0

I've been tasked to add a filtering function for forbidden usernames. I've created a huge list of these names and split everything into two parts, one containing a list of exact matches, the other with a phrase/word match list.

The exact match works as intended (e.g. "admin", "adminello" - is allowed), but the phrase/word match only works in a way if that word is found within a sentence, e.g. "sht hello". I should also make it work dashes, "sht-hello" and even combined string like "shthshthellosh*t".

Should I also divide the list, because atm it's one JSON file like:

{
"admin": 1,
"sh*t": 2
}

Helper function (badNamesList - JSON file)

 module.exports = (options = {}) => {
  return async context => {
    const argumentsList = _.get(context, 'arguments', []);
    const username = _.size(argumentsList) > 1 ? _.get(argumentsList[1], 'username') : null;
    if (username) {
      const exactMatchList = _.map(badNamesList, (name, key) => {
        if (name === 1) return key;
      });
      const phraseMatchList = _.map(badNamesList, (name, key) => {
        if (name === 2) return key;
      });
      if (_.includes(exactMatchList, _.toLower(username))) {
        throw new errors.BadRequest({ fieldErrors: { username: 'forbiddenUsername' } });
      }
      if (_.some(phraseMatchList, name => _.includes(_.map(_.split(username, /-| /), _.toLower), name))) {
        throw new errors.BadRequest({ fieldErrors: { username: 'forbiddenUsername' } });
      }
    }
    return context;
  };
};
Dharman
  • 30,962
  • 25
  • 85
  • 135
Alex
  • 1,210
  • 3
  • 21
  • 34
  • Checkout my answer on this similar question: https://stackoverflow.com/a/56491415/2784493 - this might help you. – I am L Sep 19 '19 at 07:22
  • While it's a nice list of forbidden names, it still allows things like 'shltshlt' or 'dlckshlt', etc.
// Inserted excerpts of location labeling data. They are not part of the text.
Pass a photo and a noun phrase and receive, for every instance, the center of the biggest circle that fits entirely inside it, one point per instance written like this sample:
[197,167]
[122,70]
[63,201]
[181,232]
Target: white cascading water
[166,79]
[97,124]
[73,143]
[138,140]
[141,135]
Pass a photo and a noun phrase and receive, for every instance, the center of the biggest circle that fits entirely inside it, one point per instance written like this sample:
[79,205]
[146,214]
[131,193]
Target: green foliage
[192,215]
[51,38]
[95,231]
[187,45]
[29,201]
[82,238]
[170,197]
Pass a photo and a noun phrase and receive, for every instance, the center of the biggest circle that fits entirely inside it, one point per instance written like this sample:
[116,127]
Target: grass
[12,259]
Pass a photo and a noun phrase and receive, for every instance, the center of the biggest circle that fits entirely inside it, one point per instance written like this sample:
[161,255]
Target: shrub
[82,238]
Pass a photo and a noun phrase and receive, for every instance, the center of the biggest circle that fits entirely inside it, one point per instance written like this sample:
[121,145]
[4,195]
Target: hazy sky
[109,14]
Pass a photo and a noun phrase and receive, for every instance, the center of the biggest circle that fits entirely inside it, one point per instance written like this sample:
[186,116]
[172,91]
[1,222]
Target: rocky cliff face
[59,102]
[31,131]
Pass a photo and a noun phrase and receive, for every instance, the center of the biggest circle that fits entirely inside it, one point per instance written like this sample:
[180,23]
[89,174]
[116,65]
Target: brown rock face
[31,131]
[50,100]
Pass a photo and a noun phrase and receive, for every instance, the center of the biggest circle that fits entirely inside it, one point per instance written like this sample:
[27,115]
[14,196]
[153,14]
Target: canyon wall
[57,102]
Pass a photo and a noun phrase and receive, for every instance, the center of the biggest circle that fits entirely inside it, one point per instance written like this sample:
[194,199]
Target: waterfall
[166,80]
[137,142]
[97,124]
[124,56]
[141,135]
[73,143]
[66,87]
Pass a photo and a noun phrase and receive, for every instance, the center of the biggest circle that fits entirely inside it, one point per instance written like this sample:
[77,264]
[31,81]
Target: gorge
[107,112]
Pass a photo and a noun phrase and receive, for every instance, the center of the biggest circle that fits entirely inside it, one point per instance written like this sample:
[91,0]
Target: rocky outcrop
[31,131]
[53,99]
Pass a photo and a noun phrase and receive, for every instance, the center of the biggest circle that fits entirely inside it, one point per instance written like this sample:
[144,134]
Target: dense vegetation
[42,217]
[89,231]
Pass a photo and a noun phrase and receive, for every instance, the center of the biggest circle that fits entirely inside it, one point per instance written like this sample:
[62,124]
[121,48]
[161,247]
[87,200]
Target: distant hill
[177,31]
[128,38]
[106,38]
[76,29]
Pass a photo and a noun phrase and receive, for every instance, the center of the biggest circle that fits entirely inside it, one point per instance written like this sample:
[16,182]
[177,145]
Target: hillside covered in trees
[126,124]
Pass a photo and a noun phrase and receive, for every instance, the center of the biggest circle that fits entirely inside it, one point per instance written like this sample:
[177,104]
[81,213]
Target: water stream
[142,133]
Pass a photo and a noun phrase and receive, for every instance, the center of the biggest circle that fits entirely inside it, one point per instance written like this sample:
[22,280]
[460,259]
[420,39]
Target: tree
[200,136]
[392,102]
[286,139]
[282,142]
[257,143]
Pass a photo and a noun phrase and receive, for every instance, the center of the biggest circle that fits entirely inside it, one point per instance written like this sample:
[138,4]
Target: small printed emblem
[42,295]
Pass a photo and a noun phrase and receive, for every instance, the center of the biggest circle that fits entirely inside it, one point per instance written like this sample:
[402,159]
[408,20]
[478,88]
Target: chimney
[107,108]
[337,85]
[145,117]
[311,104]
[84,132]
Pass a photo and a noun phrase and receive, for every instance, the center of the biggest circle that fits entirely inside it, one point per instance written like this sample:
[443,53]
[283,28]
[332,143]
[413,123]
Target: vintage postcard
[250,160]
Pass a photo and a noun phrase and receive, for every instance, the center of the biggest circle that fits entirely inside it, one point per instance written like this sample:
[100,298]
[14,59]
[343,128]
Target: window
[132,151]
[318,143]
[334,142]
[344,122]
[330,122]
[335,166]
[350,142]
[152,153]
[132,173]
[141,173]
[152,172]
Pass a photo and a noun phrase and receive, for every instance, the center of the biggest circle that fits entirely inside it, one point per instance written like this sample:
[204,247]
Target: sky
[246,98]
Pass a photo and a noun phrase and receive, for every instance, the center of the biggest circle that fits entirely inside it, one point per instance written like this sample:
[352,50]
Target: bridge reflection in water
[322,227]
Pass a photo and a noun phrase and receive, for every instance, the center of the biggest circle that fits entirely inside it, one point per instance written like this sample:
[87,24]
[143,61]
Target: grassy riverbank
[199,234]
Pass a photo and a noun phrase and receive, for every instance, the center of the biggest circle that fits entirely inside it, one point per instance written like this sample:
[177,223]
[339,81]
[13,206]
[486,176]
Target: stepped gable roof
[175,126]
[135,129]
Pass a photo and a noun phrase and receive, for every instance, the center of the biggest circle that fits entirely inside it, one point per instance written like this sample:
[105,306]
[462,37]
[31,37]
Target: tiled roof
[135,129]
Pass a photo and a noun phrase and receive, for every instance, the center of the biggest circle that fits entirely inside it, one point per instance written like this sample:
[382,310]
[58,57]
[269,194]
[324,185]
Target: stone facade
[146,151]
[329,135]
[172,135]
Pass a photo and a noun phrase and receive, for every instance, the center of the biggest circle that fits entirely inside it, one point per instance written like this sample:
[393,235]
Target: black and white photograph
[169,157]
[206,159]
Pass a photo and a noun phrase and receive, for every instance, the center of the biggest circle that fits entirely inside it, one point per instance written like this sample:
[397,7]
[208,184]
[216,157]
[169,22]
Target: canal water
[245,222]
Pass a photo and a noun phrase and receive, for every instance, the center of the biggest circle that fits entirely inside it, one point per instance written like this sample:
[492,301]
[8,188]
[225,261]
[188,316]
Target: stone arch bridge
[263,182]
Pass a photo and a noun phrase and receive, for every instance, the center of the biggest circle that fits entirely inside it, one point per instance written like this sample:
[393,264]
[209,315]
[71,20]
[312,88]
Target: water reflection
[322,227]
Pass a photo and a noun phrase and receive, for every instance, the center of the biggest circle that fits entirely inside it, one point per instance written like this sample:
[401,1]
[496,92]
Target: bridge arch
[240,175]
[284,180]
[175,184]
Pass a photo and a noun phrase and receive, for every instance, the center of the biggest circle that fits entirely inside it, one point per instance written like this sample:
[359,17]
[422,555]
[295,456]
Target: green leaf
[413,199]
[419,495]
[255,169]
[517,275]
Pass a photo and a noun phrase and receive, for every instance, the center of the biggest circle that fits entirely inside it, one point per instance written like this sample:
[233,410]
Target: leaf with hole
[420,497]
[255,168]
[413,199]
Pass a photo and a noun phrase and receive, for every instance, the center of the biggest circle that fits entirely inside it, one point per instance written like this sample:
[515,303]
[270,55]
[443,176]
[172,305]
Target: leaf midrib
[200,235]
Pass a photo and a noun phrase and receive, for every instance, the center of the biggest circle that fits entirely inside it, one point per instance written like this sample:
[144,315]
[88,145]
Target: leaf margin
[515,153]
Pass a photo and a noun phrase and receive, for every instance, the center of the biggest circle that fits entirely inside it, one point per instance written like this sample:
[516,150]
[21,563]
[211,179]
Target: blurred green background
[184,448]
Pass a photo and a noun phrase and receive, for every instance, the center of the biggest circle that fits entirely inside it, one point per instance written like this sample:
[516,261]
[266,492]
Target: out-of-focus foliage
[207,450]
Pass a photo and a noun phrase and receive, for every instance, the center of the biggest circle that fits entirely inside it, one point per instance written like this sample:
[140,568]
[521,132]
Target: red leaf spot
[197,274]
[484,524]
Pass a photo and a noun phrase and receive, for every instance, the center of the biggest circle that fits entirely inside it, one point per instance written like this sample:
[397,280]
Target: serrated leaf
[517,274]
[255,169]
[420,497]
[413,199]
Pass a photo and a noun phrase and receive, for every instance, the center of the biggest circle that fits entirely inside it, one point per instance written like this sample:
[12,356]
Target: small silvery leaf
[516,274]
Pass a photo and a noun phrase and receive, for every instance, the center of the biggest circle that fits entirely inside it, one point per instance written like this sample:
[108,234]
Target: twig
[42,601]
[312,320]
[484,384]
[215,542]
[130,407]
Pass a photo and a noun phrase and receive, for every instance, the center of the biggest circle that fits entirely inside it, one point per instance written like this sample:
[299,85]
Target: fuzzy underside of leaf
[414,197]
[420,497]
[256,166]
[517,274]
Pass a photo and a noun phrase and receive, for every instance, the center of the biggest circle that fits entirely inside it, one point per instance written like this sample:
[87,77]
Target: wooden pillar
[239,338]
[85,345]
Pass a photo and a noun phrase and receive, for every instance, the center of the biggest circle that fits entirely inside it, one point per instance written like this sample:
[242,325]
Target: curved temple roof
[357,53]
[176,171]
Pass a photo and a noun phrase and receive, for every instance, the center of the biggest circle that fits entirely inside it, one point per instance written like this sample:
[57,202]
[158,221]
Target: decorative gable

Adding those in manually is a waste of time – Alex Sep 19 '19 at 07:33
  • well at least you don't have to think of the other stuff like `assH0le`(with a zero) and other common bad words, unless you want to manually add ALL of them on your list, which I think is a more waste of time. – I am L Sep 19 '19 at 07:40

1 Answers1

0

Any ideas how to do this properly?

You could use the Levenshtein distance algorithm.

So you can:

  • transform the username to lowercase, changing numbers to letter (eg: 0=o) and remove duplicated string (eg: shitshit)
  • find the distance of the username with a list of banned words
  • if the distance equals or too much near, block it

In this case, you could have false-positive like: shot that has distance 1 to shit but you don't need to create an "up to infinity" dictionary

Manuel Spigolon
  • 11,003
  • 5
  • 50
  • 73